Strolling among the forgotten.
[Text and photos by Mayank Austen Soofi]
The track fades into thorny vines. It re-emerges a few steps later and pass by a small grave. The inscription is not immediately discernible. Some of the engraved alphabets have gone but they have left behind the imprints. It probably reads: In Ever Loving Memory of Arthur Thomas William.
The Delhi Walla is walking in Nicholson Cemetery, a Christian graveyard near Kashmere Gate in the north of the city. This sloped ground is full of history–it dates from the Colonial-era and is named after a British adventurer. Most tombs belong to those subjects of the Empire who left their cold wet island to serve in its most prized colony. (I have written about the cemetery as a monument here).

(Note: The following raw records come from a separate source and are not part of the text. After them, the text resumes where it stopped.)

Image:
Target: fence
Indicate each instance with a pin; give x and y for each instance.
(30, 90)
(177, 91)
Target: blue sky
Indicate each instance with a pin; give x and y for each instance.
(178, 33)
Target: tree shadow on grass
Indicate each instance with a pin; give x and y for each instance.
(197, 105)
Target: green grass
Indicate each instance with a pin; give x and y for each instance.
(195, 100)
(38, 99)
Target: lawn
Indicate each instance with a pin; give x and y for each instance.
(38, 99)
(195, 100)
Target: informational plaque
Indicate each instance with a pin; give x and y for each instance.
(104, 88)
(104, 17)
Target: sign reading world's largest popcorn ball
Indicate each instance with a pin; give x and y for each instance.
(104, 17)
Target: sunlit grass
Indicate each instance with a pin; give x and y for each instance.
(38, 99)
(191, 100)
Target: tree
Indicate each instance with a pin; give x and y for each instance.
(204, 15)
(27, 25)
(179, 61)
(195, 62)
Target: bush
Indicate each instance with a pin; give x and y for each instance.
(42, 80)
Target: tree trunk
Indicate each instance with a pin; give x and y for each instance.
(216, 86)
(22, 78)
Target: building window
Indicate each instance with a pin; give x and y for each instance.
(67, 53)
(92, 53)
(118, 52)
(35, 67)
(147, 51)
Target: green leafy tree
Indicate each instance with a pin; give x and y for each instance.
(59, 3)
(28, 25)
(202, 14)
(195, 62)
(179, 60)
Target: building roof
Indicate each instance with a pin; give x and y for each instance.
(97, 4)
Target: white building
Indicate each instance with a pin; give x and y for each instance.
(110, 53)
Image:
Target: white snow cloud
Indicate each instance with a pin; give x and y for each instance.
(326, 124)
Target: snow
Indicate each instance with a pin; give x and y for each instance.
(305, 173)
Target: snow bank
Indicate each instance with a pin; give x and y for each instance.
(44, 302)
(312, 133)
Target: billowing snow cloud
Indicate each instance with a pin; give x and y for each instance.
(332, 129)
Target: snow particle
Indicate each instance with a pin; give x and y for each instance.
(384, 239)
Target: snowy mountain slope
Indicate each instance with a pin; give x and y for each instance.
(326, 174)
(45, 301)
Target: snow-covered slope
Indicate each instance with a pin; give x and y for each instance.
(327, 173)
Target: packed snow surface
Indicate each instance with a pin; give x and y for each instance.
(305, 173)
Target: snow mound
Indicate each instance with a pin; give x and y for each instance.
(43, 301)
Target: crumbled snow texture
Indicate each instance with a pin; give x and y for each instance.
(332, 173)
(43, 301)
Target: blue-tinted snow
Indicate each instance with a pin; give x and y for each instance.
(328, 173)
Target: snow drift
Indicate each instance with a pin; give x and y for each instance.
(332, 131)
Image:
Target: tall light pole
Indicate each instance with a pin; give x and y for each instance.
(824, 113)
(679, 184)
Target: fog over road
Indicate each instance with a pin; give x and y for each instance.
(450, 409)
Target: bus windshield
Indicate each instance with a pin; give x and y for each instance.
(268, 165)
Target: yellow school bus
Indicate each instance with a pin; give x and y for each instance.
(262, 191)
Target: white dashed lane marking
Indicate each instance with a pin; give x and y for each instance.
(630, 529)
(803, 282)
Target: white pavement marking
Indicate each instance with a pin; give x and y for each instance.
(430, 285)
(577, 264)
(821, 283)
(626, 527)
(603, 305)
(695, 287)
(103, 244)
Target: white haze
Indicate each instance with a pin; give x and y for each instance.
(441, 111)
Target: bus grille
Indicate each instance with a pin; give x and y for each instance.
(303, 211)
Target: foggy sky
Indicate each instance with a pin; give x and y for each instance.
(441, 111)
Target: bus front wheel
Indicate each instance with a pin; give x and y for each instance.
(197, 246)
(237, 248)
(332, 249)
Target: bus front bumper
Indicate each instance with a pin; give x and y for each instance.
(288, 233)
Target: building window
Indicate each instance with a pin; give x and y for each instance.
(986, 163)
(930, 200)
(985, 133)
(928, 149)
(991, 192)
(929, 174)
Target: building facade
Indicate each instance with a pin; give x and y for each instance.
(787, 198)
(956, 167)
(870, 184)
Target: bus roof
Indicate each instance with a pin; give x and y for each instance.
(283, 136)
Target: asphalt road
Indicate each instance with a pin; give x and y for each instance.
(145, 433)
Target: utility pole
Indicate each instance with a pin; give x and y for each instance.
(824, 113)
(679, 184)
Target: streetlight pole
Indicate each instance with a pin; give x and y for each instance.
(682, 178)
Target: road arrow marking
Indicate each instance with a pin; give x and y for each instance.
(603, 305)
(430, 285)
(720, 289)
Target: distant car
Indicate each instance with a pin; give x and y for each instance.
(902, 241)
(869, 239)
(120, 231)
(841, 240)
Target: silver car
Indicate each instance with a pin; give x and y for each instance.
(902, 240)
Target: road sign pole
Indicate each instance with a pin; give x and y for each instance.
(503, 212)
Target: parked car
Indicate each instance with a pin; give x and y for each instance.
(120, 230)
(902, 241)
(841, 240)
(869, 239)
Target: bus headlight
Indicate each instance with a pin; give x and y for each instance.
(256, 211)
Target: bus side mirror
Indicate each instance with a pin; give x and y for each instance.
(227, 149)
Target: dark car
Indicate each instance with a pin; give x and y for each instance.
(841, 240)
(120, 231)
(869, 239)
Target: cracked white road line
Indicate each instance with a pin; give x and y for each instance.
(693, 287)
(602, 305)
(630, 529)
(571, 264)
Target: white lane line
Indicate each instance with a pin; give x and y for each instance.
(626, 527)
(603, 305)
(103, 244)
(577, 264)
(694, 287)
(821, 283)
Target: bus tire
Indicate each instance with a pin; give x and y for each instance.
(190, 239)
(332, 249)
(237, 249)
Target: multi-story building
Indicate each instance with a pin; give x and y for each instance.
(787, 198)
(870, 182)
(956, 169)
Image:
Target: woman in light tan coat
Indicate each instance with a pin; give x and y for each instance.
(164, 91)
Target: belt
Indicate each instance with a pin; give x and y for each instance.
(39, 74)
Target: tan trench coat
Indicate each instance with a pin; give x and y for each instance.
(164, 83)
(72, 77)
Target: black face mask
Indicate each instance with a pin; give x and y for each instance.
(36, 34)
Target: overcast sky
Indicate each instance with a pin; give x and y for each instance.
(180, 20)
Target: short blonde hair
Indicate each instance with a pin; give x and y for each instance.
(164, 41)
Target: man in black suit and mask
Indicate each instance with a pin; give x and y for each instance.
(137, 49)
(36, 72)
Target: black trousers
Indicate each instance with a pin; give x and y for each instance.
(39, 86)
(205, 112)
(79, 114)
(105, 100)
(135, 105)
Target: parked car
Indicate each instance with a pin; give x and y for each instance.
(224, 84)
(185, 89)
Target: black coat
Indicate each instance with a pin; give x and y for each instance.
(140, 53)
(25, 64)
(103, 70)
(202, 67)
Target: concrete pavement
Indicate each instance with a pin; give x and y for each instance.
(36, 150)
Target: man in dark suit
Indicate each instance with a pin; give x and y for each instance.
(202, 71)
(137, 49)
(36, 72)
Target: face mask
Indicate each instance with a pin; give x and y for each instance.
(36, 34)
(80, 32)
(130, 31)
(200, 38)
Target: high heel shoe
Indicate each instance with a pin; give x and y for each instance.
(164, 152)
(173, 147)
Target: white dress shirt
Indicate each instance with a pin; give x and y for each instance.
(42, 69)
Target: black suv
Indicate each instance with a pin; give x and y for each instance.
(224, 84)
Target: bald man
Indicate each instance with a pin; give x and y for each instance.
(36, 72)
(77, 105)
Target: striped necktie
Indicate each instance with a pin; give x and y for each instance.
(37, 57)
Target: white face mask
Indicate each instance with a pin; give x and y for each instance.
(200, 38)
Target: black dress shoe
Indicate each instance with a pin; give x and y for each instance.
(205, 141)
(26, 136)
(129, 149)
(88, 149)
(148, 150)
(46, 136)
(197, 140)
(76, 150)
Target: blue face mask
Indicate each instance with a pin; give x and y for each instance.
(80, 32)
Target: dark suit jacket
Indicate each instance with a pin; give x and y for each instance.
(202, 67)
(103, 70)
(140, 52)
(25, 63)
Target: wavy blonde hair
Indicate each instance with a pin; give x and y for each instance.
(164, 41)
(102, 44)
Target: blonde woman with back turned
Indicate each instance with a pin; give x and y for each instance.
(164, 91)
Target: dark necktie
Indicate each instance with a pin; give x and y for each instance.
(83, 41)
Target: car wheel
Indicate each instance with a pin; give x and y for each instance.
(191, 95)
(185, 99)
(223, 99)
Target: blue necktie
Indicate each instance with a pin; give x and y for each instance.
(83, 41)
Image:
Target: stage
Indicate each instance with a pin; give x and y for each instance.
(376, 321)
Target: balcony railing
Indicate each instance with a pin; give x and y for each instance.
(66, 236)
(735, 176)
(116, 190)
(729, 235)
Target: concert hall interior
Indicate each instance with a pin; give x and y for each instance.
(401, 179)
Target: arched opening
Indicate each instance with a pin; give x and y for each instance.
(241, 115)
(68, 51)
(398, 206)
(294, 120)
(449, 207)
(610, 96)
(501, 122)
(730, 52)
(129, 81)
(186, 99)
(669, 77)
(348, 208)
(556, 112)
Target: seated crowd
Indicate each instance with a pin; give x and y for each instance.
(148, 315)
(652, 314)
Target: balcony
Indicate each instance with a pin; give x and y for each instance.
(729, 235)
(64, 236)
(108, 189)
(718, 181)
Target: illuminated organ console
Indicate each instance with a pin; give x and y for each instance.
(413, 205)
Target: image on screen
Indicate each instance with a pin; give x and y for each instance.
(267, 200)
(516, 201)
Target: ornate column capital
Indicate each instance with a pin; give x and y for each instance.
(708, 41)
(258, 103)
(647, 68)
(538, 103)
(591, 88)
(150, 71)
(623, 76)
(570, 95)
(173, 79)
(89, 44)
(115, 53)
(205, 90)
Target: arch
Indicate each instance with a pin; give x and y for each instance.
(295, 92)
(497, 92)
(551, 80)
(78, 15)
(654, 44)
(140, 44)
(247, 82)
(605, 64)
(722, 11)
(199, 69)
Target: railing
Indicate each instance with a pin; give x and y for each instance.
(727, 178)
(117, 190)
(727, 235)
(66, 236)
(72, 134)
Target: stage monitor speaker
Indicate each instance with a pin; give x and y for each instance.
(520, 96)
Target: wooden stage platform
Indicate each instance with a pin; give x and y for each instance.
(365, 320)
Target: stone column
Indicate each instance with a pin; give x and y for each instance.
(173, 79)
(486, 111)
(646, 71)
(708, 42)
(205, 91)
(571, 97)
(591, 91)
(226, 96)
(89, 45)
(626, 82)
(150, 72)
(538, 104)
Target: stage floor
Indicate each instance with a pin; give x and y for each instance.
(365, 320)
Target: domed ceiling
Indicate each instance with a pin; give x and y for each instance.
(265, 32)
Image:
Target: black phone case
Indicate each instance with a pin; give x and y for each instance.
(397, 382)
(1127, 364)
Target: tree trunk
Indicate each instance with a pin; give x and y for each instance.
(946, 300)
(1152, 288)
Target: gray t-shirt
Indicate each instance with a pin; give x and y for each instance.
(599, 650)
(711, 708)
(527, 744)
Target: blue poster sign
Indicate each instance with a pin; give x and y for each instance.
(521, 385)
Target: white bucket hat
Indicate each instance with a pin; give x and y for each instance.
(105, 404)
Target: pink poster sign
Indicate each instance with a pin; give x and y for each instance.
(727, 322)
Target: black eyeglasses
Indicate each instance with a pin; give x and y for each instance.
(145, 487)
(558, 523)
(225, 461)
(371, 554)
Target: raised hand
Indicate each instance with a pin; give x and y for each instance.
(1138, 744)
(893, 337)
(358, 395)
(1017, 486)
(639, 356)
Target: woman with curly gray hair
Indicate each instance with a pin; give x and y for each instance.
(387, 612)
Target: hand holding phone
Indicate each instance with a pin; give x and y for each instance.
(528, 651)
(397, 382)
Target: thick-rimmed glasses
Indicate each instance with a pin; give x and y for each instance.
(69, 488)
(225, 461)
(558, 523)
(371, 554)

There is barely any living soul around but the air is filled with traffic sounds. Just outside are busy bus stops. The hum of the Metro trains rushing forth along the adjacent elevated tracks is a part of the strange silence that cushions the cemetery. The commuters inside the train can easily see the graveyard from their coach windows; they can even spot you as a moving dot-like figure.
The cemetery is filled with scores of tombs, some of which are only numbered stones. One such slab stands alone against invading waves of dry grass.
The walk is full of expected surprises. Here, a sad inscription. There, only a little portion of the tomb visible under brown leaves. On clearing a random stone, the following words show up:
Born At Greencastle, Iowa.
Sept. 12, 1863.
Died at Delhi, India.
June 17, 1935.
Another tomb says: She Loved India
The corner there has dozens of new tombstones in black marble.
Birds’ feathers litter the ground, along with ant hills. The path often turns scenically in long angular curves. The frequent recurrence of thickly-wooded patches turns the walk into a pattern of shade and sunshine.
Some of the tombs are in advanced stages of disintegration. Many lie unseen under bushes and creepers. These graves have probably not been touched by a human hand for years. One day we too shall be forgotten. The living will continue to make noises, while we will sink into unfathomable mysteries. Like the people here.